DVD of the Week: Come and Get It

Several months ago, I admitted my enduring enthusiasm for “Come and Get It,” the 1936 historical drama by Howard Hawks; I discuss the film in the clip above. It’s set in a Wisconsin logging company and deals both with the American past (the movie’s two parts take place, respectively, in 1884 and 1907) and, to some extent, with the director’s own past (Hawks claimed that his grandfather was one of the logging tycoons depicted in the novel by Edna Ferber on which the movie is based). I wrote previously about the brilliant performance by Frances Farmer, in her first starring role—a double role, as the saloon waitress with whom the young, ambitious foreman Barney Glasgow falls in love in 1884, and as her daughter, with whom he falls in love twenty-three years later. I didn’t say anything about Walter Brennan, who won an Academy Award for Best Supporting Actor for his performance as Barney’s best friend, the Swedish immigrant Swan Bostrom. (Brennan, who had acted in Hawks’s “Barbary Coast” the year before, was something of a fetish for Hawks, who later graced him with superb supporting roles in “To Have and Have Not,” “Sergeant York,” “Red River,” and “Rio Bravo.”)

Most of all, what I didn’t mention was the exquisite visual and gestural wit that Hawks applies to situations where sentiment looms. His strong strain of emotion stays mainly under the surface, which he adorns with a touch of comedy. His antic tropes and tics both mask and suggest earnest feelings and symbolize, in a classically Freudian way, what he couldn’t express or his characters couldn’t know.

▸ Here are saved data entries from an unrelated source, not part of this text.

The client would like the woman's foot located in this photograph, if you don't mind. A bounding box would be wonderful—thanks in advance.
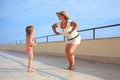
[70,65,76,70]
[27,69,35,72]
[64,66,71,70]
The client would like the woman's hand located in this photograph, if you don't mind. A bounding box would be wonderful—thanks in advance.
[68,22,77,34]
[55,32,59,35]
[52,23,59,35]
[68,31,72,34]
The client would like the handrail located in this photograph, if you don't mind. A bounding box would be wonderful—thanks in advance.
[10,24,120,45]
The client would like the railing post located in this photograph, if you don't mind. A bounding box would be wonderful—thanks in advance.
[46,36,48,42]
[63,36,65,41]
[20,40,22,44]
[93,29,95,39]
[16,41,17,45]
[9,42,11,46]
[34,38,36,43]
[12,41,13,45]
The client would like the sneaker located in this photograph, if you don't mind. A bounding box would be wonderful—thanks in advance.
[64,66,71,70]
[70,66,76,70]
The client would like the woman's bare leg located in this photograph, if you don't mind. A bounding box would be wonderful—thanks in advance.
[67,44,78,67]
[65,44,71,67]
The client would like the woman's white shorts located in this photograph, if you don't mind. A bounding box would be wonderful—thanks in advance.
[66,35,81,44]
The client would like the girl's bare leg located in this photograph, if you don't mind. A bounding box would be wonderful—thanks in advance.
[27,50,34,72]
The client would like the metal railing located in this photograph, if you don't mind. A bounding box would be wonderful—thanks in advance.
[9,24,120,45]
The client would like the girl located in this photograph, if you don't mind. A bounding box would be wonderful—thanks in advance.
[26,26,36,72]
[52,11,81,70]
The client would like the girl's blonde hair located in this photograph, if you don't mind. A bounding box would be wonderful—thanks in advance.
[26,26,34,38]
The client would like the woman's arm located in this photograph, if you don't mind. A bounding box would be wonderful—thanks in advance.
[52,23,59,35]
[68,22,78,34]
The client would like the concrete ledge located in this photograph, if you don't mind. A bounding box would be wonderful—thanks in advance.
[0,37,120,64]
[76,55,120,64]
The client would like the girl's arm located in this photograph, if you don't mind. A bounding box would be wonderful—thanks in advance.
[52,23,59,35]
[29,36,36,47]
[68,22,78,34]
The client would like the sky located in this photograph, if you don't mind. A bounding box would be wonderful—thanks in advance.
[0,0,120,44]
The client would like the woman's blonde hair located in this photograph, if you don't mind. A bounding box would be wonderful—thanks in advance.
[56,11,69,20]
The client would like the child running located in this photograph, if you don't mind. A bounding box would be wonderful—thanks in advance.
[25,26,37,72]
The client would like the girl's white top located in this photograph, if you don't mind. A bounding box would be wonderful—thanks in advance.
[57,20,79,39]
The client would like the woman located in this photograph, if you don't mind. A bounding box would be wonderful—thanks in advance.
[52,11,81,70]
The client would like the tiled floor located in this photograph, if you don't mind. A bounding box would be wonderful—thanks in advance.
[0,50,120,80]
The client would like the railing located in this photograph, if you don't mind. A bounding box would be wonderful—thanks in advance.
[9,24,120,45]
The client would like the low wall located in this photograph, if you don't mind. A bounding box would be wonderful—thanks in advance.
[0,37,120,64]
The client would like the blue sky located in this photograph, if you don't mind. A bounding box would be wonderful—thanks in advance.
[0,0,120,44]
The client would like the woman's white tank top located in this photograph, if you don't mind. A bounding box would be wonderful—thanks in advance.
[57,20,79,39]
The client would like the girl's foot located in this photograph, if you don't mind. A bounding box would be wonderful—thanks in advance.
[27,69,35,72]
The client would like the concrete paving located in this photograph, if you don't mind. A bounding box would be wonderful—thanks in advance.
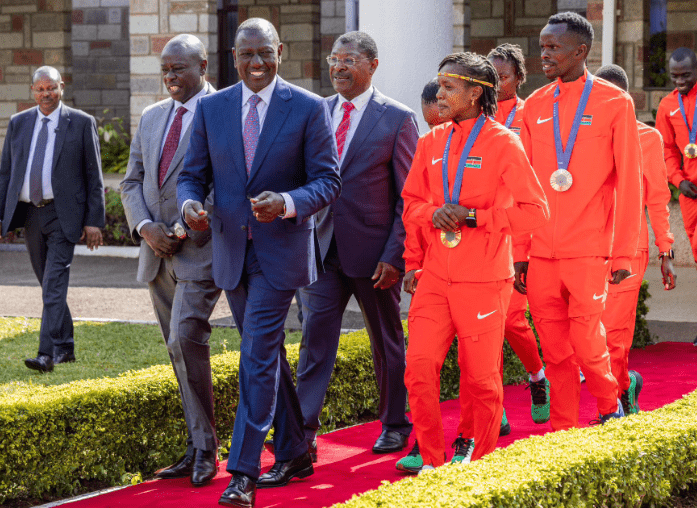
[1,248,695,340]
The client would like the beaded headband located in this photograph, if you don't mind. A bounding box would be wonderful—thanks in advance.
[437,72,495,88]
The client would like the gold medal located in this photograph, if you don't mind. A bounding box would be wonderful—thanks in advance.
[685,143,697,159]
[440,229,462,248]
[550,169,573,192]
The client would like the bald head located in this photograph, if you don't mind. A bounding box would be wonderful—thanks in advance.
[160,34,208,103]
[32,66,61,85]
[234,17,280,48]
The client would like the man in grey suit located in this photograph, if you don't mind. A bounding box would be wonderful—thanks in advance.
[120,34,222,487]
[295,31,418,457]
[0,66,104,373]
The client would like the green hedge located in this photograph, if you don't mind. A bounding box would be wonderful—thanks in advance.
[333,389,697,508]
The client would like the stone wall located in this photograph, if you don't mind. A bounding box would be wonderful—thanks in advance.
[72,0,130,130]
[453,0,470,53]
[0,0,71,148]
[319,0,344,97]
[128,0,218,133]
[237,0,322,95]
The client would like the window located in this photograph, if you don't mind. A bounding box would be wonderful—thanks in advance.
[218,0,239,89]
[648,0,668,87]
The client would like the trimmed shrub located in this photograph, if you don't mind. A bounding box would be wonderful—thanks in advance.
[332,390,697,507]
[103,188,131,246]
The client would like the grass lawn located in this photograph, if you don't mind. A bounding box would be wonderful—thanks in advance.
[0,316,302,390]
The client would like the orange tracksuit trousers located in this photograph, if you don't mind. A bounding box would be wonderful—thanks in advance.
[527,256,619,430]
[406,270,513,467]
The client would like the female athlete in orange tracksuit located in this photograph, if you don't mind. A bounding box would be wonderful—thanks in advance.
[401,52,549,470]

In “Come and Get It,” Swan’s exuberant splay-legged leaps into Barney’s arms, the taffy-pulling of a pair of lovers, a step over which visitors trip in Barney’s office, and the play with a child’s toy that leaven a grave discussion between father and daughter about love and sex are just a few of the whimsical devices of Hawks’s invention that resound uncannily in the mind’s more peculiar recesses. It’s a crucial and emblematic element of the director’s artistry; it amplifies every aspect of his films—not least, the actors’ performances. It’s a kind of artifice that, in its extravagance, is as odd and unpredictable as life itself, and that contributes greatly to his films’ air of psychological authenticity and insight.

In the clip, I talk about the particulars of “Come and Get It”; I can as readily imagine offering a clip with highlights of Hawksian tricks and twists that would both catalogue their varieties and begin to unfurl their densely compacted substance.

P.S. I’m grateful to Jaime N. Christley, whom I follow on Twitter, for reminding me of a curious detail concerning “Come and Get It.” It’s a story that Todd McCarthy tells in his biography of Hawks and that Hawks tells Peter Bogdanovich in “Who the Devil Made It.” The film’s producer, Samuel Goldwyn, was ill and didn’t supervise Hawks closely; the director drastically rewrote the script, Goldwyn was unhappy with the results, and, near the end of shooting, intervened, replacing Hawks with William Wyler, who directed the last sequences. Wyler’s visual imprint shows there, particularly in the use of contrasty, painterly lighting and of a deep-focus shot to capture a grand dramatic moment. His emotional imprint shows too—these scenes are more overtly sentimental than the rest of the movie, and the climactic fight between the protagonist and his son is terribly softened. (In “Red River,” which Hawks shot mainly in 1946, he showed how such a scene should be done.)